Rajaratnam did her placement at the Canadian Mental Health Association (CMHA), where she explored how social determinants of health affect Sri Lankan immigrants' access to mental health services in Toronto.

"My placement was enlightening," she says. "The CMHA supports the resiliency and recovery of people experiencing mental illnesses. I learned a lot about the barriers and social inequalities individuals living with mental illnesses face. It put everything I learned in class into perspective." 

Rajaratnam is not alone in having gleaned important lessons from her community experience. Classmate Nusrat Ali teamed up with two other students on a research project with the Toronto Harm Reduction Task Force (THRTF), a network of individuals and organizations working to reduce all forms of drug-related harm - from substance abuse to community violence to social stigma - in the city.

Ali and her partners designed a study to assess the level of stigma towards drug abusers among residents in different neighbourhoods, and piloted the project amongst their classroom peers at UTSC. Armed with their design and pilot results, the THRTF now plans to conduct the full study next year to test the feasibility of establishing methadone clinics in various Toronto neighbourhoods.

"I'm interested in health law, so being able to interact with potential stakeholders was a valuable experience," says Ali. "I got to apply my learning outside the classroom. You learn so much more when you're actually doing the work yourself."

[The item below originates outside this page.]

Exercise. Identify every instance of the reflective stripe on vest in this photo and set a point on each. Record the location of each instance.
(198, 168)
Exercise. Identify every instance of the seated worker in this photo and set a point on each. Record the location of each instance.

The fourth year seminar is the brainchild of health studies professor Michelle Silver. Her goal with the course is to give students a working knowledge of the social factors (such as income, employment status and neighbourhood resources) that shape a person's health. Through their work with community partners students also develop their own research skills.

"I'm trying to give my students a better understanding of how to carry out a research project in the real world," says Silver. "I want them to grasp the inherent limitations of health studies research. It's one thing to hear a sound bite on the news about certain studies, but it's a very different thing to actually get out there and figure out how to collect the data."

Each student begins with a research question and their task is to figure out how best to answer it. While they focus on their research, Silver's students also gain valuable first-hand experience and a new awareness of health-related work opportunities in their communities. It is this on-the-ground training that really left an impression on Rajaratnam and her classmates.

"I'm so used to taking classes based on theory," says Rajaratnam. "But Professor Silver puts theory into practice. She helps guide you through what it will be like in the real world. This class has been an amazing experience."